Erano agli anni dei Gorillas: il giudice Mota militava nell’Azione di Liberazione Nazionale (ALN) guidata da Carlos Marighella, un poeta rivoluzionario anarchico figlio di emigrati italiani. Marighella venne eliminato dalla polizia in un agguato una mattina del 1969, Mota invece andò a Cuba a studiare prima di vivere da esule in Francia e Portogallo. Quando è tornato in Brasile per riprendere una vita da cittadino esemplare, il governo gli ha riconosciuto un indennizzo per le persecuzioni politiche subite. Oggi è in pensione e ha ripreso a lottare con le associazioni di memoria. Alla stampa statunitense ha spiegato la sua opinione, sostenendo come sia giunto il momento di riprendere l’impegno del passato e di terminare la transizione democratica iniziata trent’anni fa: «In Brasile abbiamo bisogno di memoria, equità e giustizia. E bisogna anche eliminare gli ultimi pezzi dei tremendi anni della dittatura, come la polizia militare».
Chi pensa abbia ragione da vendere ha altre immagini a cui appigliarsi, sono le più tremende, arrivano dalle favelas. Due morti controverse, quelle del muratore Amarildo Dias de Souza e del ballerino Douglas Rafael da Silva, due ragazzi di favela la cui esecuzione è addebitata alla polizia militare brasiliana. Il primo è scomparso il 14 luglio del 2013 da Rocinha, una settimana prima dell’arrivo di Papa Francesco; ad un anno dal fatto si celebra il processo contro 25 imputati con accuse che pendono sulla polizia militare per i crimini di tortura con conseguente morte, occultamento di cadavere, frode processuale, omissione impropria e cospirazione. La favela Pavão – Pavaozinho, non distante dalle spiagge di Copacabana, è invece lo scenario della morte del ballerino, avvenuta per mano degli agenti dell’unità di pacificazione durante una retata anti-narcos il 23 aprile scorso. La morte del ragazzo, una celebrità locale, ha dato vita ad una rivolta violentissima nel popolosissimo suburbio andata avanti per giorni e notti, fino ai funerali.

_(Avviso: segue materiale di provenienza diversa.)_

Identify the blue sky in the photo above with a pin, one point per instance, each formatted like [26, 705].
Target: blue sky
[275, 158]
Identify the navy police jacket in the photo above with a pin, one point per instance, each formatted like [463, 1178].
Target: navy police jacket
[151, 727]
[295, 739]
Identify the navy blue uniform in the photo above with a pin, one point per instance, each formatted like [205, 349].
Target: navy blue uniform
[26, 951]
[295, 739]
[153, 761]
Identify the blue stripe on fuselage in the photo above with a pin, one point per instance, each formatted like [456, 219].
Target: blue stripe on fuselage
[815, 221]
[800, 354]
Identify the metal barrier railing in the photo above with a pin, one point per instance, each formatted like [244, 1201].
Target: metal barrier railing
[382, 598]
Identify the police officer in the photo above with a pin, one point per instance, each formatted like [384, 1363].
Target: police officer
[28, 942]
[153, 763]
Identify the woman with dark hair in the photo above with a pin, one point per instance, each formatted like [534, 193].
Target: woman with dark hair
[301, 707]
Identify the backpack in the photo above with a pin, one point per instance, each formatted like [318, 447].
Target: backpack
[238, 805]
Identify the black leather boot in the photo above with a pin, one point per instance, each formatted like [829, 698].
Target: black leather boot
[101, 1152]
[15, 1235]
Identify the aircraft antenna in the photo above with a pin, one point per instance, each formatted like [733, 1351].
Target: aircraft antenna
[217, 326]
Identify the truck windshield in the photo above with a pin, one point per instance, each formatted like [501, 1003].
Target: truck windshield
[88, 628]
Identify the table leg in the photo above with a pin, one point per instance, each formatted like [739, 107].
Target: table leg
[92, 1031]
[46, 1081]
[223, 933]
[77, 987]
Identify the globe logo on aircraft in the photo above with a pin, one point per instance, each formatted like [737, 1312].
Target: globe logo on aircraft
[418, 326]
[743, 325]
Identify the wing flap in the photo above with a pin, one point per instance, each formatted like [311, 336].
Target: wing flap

Scene inquietanti, che rimandano l’evoluto paese che ospiterà la Coppa del Mondo e le Olimpiadi agli anni che hanno preceduto il golpe capace di innestare nel millenario dna carioca la tolleranza per crimini di stato contro ogni dissidente, nelle incontrollabili periferie delle città come nelle sconfinate battaglie indio dell’Amazzonia. Lo sa bene Dilma Roussef, la presidentissima ex guerrigliera che si gioca tutto nelle urne il prossimo ottobre. Ha cercato di chiudere la partita della pacificazione su quegli anni prima che fosse troppo tardi, ma amnistie e scandali hanno affossato i tentativi delle Commissioni parlamentari per la verità e ora gli strascichi della dittatura continuano a manifestarsi nei numerosi scandali di corruzione politica che la investono fino a metterla in pericolo d’impeachment.
Un macigno su quello che si preannuncia come l’evento più militarizzato costoso e controverso di sempre.
*Estratto numero 1 da “LIBERDADE”, libro-inchiesta in attesa di un editore.